For longtime residents, the results can be mixed: the possibility of a generous payback when an old house is sold, but also the pressure of rising property taxes that can force someone to sell and move before they want.
Along with other changes in the area: more young people, fewer transients or gang members, more retail options, including coffee shops or bars. More whites, fewer African Americans.
In 2010, whites made up 3.3% of the Pittsburgh neighborhood. By 2017, they made up 8.8%. In Chosewood Park, whites made up 16% of the population in 2010 and 20% in 2017, according to the Atlanta Regional Commission.
With new residents, come new venues. On Lee Street in the West End, for instance, Monday Night Garage offers tap rooms and facilities for weddings and parties in a sprawling property that hugs the Beltline.

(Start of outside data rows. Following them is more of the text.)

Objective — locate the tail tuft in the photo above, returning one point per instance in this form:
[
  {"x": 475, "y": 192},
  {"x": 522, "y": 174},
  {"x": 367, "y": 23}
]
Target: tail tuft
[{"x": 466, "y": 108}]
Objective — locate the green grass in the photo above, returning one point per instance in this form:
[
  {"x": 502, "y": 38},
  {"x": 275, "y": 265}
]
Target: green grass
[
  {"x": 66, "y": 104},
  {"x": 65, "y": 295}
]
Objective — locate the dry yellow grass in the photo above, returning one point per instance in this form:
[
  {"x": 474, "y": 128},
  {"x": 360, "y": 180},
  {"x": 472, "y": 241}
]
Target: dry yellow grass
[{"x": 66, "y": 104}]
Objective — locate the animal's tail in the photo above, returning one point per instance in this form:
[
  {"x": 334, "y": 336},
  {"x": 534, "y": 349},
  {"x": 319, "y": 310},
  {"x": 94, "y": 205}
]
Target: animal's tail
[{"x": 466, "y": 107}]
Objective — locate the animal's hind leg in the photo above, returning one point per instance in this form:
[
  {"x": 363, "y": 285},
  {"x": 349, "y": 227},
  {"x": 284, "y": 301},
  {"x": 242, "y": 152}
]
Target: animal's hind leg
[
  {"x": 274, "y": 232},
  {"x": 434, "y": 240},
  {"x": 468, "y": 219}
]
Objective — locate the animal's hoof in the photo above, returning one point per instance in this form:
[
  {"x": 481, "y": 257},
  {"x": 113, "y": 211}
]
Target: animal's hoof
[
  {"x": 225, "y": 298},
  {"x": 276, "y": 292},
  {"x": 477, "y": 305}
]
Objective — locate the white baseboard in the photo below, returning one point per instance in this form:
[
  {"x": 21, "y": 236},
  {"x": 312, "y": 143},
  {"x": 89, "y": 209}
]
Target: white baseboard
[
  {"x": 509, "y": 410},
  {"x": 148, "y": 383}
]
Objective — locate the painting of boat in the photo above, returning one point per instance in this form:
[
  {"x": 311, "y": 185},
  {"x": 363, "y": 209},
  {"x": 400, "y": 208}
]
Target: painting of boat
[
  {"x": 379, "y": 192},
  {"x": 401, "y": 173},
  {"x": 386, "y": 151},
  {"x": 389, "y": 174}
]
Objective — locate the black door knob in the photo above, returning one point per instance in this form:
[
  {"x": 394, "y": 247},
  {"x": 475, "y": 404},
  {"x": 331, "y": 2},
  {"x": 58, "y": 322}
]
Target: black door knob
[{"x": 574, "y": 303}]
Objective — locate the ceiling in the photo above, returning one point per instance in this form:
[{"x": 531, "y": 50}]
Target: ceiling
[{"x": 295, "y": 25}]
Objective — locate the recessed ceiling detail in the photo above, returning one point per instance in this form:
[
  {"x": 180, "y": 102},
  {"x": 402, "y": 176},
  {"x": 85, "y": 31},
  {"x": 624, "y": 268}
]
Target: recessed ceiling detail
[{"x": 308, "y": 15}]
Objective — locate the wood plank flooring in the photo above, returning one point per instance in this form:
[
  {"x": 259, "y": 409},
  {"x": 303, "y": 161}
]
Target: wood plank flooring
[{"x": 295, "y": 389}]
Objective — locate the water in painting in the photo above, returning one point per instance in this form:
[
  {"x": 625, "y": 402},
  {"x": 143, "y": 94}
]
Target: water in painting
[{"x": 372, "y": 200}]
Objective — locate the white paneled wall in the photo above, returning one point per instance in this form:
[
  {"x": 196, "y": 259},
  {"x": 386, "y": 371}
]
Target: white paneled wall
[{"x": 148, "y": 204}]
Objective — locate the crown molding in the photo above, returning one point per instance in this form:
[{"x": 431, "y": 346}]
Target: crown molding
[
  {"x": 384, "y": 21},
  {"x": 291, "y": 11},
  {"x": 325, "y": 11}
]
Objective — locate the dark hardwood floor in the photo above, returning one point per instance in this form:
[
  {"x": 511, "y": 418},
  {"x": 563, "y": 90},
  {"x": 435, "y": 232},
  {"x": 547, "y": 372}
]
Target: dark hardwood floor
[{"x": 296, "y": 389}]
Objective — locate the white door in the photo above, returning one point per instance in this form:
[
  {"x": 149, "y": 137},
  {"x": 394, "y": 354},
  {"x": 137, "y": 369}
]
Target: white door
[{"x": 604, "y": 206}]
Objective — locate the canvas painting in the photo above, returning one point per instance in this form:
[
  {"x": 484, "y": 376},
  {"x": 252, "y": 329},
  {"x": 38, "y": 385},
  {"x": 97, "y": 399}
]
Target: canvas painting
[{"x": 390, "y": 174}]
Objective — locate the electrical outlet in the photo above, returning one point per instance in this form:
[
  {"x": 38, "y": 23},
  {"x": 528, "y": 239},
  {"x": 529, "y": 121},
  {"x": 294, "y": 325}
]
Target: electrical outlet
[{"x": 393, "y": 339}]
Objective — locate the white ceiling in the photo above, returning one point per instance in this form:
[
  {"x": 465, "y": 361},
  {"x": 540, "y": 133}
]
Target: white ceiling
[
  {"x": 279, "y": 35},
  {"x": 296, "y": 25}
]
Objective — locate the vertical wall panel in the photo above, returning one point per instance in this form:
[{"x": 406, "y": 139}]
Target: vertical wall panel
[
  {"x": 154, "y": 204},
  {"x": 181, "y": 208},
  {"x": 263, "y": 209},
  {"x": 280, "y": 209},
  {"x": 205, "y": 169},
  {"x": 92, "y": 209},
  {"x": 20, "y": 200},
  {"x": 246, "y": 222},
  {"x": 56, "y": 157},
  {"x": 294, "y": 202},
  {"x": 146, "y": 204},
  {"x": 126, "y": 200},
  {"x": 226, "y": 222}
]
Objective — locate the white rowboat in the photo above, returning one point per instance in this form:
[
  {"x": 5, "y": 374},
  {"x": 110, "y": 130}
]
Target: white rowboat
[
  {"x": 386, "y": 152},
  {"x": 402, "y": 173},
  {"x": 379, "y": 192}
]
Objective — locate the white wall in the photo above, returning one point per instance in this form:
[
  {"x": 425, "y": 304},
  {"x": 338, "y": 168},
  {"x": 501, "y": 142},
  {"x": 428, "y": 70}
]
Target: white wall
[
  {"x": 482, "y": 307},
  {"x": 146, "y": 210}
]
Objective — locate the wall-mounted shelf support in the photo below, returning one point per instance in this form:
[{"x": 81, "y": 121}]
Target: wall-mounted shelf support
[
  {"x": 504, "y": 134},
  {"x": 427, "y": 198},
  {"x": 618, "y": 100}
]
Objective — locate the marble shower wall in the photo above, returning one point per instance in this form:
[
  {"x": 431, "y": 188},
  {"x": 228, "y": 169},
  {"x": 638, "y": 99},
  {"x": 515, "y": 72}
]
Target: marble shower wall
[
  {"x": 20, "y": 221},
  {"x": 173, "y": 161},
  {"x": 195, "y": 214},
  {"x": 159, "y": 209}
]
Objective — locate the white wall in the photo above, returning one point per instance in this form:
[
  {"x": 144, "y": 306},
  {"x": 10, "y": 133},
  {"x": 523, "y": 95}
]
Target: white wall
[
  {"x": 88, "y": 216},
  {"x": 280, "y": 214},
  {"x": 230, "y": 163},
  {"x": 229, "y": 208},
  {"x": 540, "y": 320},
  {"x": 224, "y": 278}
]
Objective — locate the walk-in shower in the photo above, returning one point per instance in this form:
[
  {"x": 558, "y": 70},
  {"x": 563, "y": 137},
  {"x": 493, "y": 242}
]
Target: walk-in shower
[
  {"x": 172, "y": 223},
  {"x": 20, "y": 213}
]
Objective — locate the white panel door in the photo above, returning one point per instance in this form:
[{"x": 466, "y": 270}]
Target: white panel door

Other large developments are taking hold. To the south of Venetian Hills is Fort McPherson, home to Tyler Perry’s sprawling studio complex, which has spawned nearby apartment construction. In Pittsburgh, between Adair Park and the Connector to the east, the Annie E. Casey Foundation and two developers have started work on a 31-acre development aimed at offering shops, homes and up to 1,000 jobs.
Some longtime residents see mostly upsides to the rejuvenated market.
“So many houses were empty, or were maybe short-term rentals,” said Paul McMurray, who has lived in Chosewood Park for three decades. “Many of them were just unlivable.”
It’s true that taxes have risen the past few years along with values, he said. “But for four or five years, I was paying $50 a year. That’s how bad it was.”
He pays about $750 a year now, roughly what he paid in 2008.
But Ericka Nichols, a Redfin listing agent who does a lot business in south Atlanta, says pressure is growing. Older residents can apply for tax exemptions, but they are not always enough. “A lot of people do feel like they are being forced out of these areas,” said Nichols, who grew up near Oakland City before moving away.
Development in many of the neighborhoods remains uneven. Houses are still boarded up on some streets. Retail options are often limited. Some of the schools have historically struggled.
But in a good sign, home values and crime appear to be moving in opposite directions, according to Atlanta Police Department statistics. Over the past decade, the annual number of reported crimes fell from 588 to 278 in Pittsburgh and from 286 to 194 in Venetian Hills.
Some prospective home buyers already worry fast-rising prices in south Atlanta could put their dream house out of reach. In some neighborhoods, prices are threatening to top $300,000, such as Westview, where the most recent median sales price was $290,000.
Amanda Etheridge Ray, a 31-year-old camera assistant in the film industry, has been renting for five years in Grant Park. Recently married, she and her husband are now looking to buy a house farther south that they can afford.
“I’d be open to going out of town,” she said. “My husband, not so much. It takes him 12 minutes to get to his work and he thinks that is astronomically long. So we are not ready for that.”
But the search has been daunting. When they’ve seen houses that they liked and that were in the right price range, they didn’t have enough space or needed expensive renovations.
“Things are changing so fast that we already feel that we are getting priced out,” said Ray.